8 septembre [1749]
Je commence, monsieur, par le plus pressé, c'est pour vous marquer la joie que j'ai d'apprendre mme la marquise Du Châtelet débarrassée de son fardeau: Platon aurait eu beau lui donner des ailes, Pujos ou Bourgeois en ce cas en savent plus que lui, et la voilà enfin rendue à Newton ou plutôt à elle même.
Je suis bien flatté de vous avoir plu, c'est le prix véritable du travail de toute la vie qu'un pareil suffrage…. Mais vous n'êtes donc pas de mon avis, mon cher confrère, sur l'avantage qu'a notre histoire par dessus toutes les autres.
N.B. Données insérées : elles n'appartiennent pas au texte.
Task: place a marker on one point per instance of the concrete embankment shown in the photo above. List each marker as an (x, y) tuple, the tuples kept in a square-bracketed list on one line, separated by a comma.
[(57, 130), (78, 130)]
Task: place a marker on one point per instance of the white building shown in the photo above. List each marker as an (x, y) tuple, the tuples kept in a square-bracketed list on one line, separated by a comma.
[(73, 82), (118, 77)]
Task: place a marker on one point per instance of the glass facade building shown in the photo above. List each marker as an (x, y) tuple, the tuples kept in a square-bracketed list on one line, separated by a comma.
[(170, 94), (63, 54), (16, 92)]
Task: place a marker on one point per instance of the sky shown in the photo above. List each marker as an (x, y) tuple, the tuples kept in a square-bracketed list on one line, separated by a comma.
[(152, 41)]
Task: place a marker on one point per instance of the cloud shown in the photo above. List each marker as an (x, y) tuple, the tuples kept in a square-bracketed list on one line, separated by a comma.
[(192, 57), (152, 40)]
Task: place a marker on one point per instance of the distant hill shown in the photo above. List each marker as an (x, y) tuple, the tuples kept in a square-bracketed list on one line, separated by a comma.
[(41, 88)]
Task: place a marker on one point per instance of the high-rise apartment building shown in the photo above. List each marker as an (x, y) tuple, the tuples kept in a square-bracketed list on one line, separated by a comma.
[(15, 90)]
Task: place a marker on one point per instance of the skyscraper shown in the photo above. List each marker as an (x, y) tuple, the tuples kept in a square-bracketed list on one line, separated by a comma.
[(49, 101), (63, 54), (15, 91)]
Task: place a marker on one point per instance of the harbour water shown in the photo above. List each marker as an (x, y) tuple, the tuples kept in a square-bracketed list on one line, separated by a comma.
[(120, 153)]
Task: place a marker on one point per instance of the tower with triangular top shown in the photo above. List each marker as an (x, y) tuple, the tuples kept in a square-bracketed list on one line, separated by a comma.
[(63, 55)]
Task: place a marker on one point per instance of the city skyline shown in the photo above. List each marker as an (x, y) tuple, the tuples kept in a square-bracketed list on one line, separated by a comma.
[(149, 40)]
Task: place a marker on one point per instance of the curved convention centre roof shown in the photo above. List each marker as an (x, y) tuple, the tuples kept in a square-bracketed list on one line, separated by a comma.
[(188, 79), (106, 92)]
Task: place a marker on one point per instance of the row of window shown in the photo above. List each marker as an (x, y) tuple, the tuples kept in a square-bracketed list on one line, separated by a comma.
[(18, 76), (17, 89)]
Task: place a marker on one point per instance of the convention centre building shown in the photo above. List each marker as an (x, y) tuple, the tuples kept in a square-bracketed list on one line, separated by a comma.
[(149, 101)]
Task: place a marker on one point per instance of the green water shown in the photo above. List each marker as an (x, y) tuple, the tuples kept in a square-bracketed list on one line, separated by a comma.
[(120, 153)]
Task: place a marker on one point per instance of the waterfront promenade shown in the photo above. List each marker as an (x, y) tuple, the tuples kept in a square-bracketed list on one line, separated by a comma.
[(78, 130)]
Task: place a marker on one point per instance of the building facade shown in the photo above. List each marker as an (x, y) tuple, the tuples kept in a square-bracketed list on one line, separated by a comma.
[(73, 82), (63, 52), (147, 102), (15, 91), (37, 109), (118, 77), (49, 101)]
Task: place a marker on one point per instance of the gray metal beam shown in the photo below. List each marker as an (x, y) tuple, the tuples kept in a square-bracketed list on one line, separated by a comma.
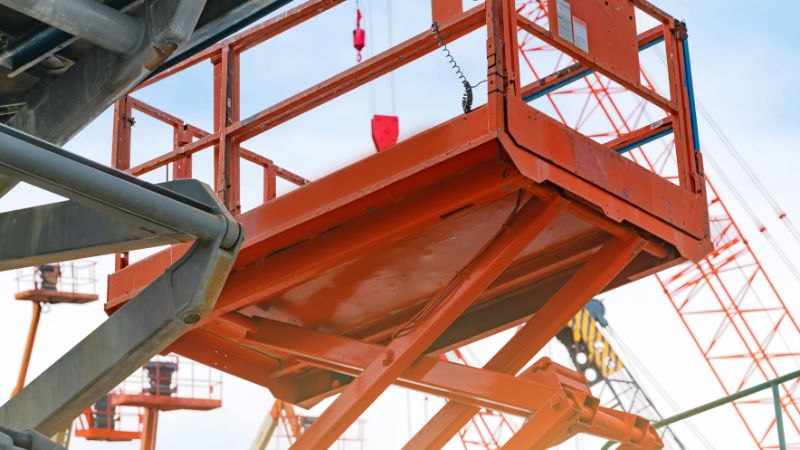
[(87, 19), (69, 230), (56, 110), (25, 440), (146, 325), (154, 318), (46, 166)]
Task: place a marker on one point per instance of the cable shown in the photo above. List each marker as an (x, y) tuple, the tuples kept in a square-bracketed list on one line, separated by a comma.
[(467, 98), (631, 359), (390, 35)]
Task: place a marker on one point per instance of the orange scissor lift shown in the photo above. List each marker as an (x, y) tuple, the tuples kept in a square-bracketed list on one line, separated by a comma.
[(131, 411), (498, 217)]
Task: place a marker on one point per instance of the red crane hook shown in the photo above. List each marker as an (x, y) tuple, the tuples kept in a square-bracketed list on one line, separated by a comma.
[(359, 35)]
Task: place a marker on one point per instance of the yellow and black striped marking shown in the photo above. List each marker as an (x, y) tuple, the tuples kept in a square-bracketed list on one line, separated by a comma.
[(585, 329)]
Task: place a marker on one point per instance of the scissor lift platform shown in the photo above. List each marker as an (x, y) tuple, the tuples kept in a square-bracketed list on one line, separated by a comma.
[(501, 216)]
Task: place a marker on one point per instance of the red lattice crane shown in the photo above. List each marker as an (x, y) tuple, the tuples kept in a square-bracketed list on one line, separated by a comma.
[(507, 216), (731, 308)]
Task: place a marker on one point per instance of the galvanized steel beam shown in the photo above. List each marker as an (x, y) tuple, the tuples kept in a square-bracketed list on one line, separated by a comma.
[(87, 19), (154, 318)]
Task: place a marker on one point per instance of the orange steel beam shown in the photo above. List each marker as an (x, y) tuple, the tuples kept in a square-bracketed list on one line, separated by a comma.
[(251, 37), (488, 389), (464, 171), (532, 337), (572, 410), (149, 429), (26, 354), (556, 78), (183, 134), (587, 60), (407, 345), (294, 265)]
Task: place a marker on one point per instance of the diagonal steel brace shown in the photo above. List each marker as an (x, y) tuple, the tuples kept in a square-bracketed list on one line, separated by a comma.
[(138, 215)]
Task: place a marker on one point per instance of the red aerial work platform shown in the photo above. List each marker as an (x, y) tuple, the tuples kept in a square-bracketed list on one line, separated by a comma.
[(498, 217)]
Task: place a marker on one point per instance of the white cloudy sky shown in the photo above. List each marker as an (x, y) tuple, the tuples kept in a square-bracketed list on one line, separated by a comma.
[(745, 59)]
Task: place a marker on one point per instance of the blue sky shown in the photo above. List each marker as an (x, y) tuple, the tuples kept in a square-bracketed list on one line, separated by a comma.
[(745, 58)]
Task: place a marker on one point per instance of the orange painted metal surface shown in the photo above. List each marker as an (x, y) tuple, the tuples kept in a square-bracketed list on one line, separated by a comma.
[(497, 217)]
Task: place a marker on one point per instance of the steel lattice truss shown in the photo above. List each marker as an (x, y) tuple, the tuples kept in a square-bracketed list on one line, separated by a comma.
[(729, 305)]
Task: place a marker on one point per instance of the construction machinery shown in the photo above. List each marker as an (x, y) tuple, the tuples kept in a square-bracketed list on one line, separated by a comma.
[(500, 216), (47, 284), (728, 302), (131, 411)]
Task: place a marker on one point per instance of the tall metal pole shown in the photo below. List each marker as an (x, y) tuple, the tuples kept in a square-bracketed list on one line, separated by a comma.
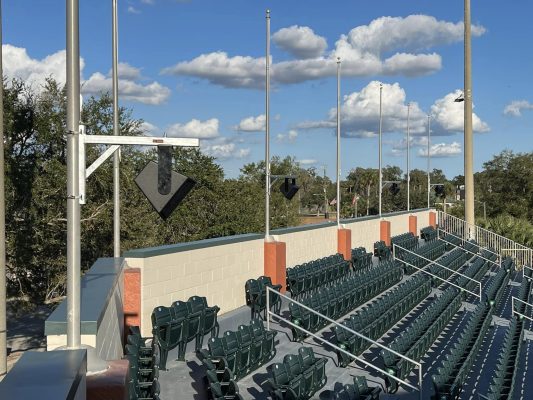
[(408, 157), (429, 156), (267, 130), (3, 322), (338, 142), (468, 135), (380, 141), (116, 132), (73, 190)]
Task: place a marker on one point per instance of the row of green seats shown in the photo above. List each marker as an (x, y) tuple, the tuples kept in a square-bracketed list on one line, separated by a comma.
[(358, 390), (419, 335), (430, 251), (240, 352), (255, 291), (222, 387), (361, 259), (456, 366), (379, 316), (182, 322), (504, 380), (406, 240), (143, 373), (299, 377), (454, 260), (309, 276), (494, 289), (343, 296), (428, 233)]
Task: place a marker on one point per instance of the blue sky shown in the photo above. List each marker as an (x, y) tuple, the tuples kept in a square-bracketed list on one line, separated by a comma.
[(196, 68)]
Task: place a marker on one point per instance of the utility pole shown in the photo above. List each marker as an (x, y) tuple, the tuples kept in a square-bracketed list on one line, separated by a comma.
[(3, 319), (429, 156), (73, 190), (408, 156), (116, 132), (338, 142), (380, 144), (468, 134), (267, 129)]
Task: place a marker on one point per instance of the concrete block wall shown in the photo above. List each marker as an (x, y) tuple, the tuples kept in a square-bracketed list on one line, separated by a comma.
[(214, 268)]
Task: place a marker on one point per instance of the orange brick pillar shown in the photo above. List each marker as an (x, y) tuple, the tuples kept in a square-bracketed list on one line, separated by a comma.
[(275, 263), (132, 298), (344, 243), (413, 225), (433, 219), (384, 232)]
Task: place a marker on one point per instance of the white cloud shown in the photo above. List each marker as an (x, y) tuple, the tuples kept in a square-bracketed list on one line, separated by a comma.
[(149, 129), (514, 109), (441, 150), (195, 128), (153, 93), (224, 148), (18, 64), (218, 68), (289, 137), (360, 114), (449, 116), (300, 41), (307, 161), (252, 124), (386, 46)]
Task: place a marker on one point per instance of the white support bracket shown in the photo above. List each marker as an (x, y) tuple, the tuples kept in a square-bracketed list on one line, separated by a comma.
[(114, 143)]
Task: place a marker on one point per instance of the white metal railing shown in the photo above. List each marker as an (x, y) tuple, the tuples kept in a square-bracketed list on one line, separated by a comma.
[(324, 341), (499, 263), (436, 276), (521, 254), (516, 311)]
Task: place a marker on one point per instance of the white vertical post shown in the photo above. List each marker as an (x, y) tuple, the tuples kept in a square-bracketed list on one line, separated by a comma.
[(73, 192), (338, 142), (116, 132), (380, 143), (267, 129)]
Chirac disait que la petite vérole ne se gagnait point pour empêcher que la peur ne la donnât, et je pourrais bien avoir donné la préférence à l'histoire de France pour engager à la lire. Mais j'avoue que c'a été de bonne foi que je l'ai mise au dessus de tout…. Mais je ne vois rien, en regardant avec des yeux philosophiques, qui m'impose assez dans les plus beaux temps de Rome pour diminuer dans mon esprit l'opinion que j'ai des grands hommes de notre France et de ce qu'ils ont fait, Charlemagne, Philippe Auguste, Hugues Capet, Charles v, le sage Charles v, et dans des temps plus voisins cette foule de héros qui désolèrent les malheureux règnes de François II, Charles IX, etc. Ce n'étaient point des marionnettes que Louis 1er , prince de Condé, que Claude et François de Guise, que l'amiral Coligni; ils jouèrent sur un plus petit théâtre, à la toise, que Sylla et César, mais leurs actions étendent l'espace…. Vous avez vos raisons pour regretter les grands théâtres, car c'est le seul avantage que Virgile a sur vous, et je sens bien qu'il est plus merveilleux de chanter un descendant de Vénus que le fils d'Antoine de Bourbon. Estimons les choses par leur valeur intrinsèque: la logique de Port-Royal, qui n'a que quelques pages, vaut des bibliothèques entières et il y avait dans m. de Turenne de quoi faire une douzaine de Romains. Quel ressort il faut qu'il y ait dans la tête et dans le cœur d'un homme né dans une monarchie pour atteindre à un républicain que rien ne gêne et qui n'a qu'à se laisser aller. Coligni, le grand Condé, faisant la guerre à leurs rois, me semblent égaux aux vainqueurs de Mithridate et de Carthage et à tous les Sylla et Marius possibles….
Vous me parlez encore de Catilina; mais m. d'Argental à qui j'en ai parlé plusieurs fois me répond toujours qu'il l'attend: ainsi ce n'est pas notre faute si nous ne l'avons pas examiné. Croyez que nous y apporterons l'examen le plus sérieux, et ne doutez pas que vous ne receviez de nous des critiques très réfléchies et très rigoureuses. L'opinion que nous avons de vous et l'intérêt que nous prenons à votre réputation, qui est devenue la nôtre, nous rendra aussi difficiles que vous devez le désirer.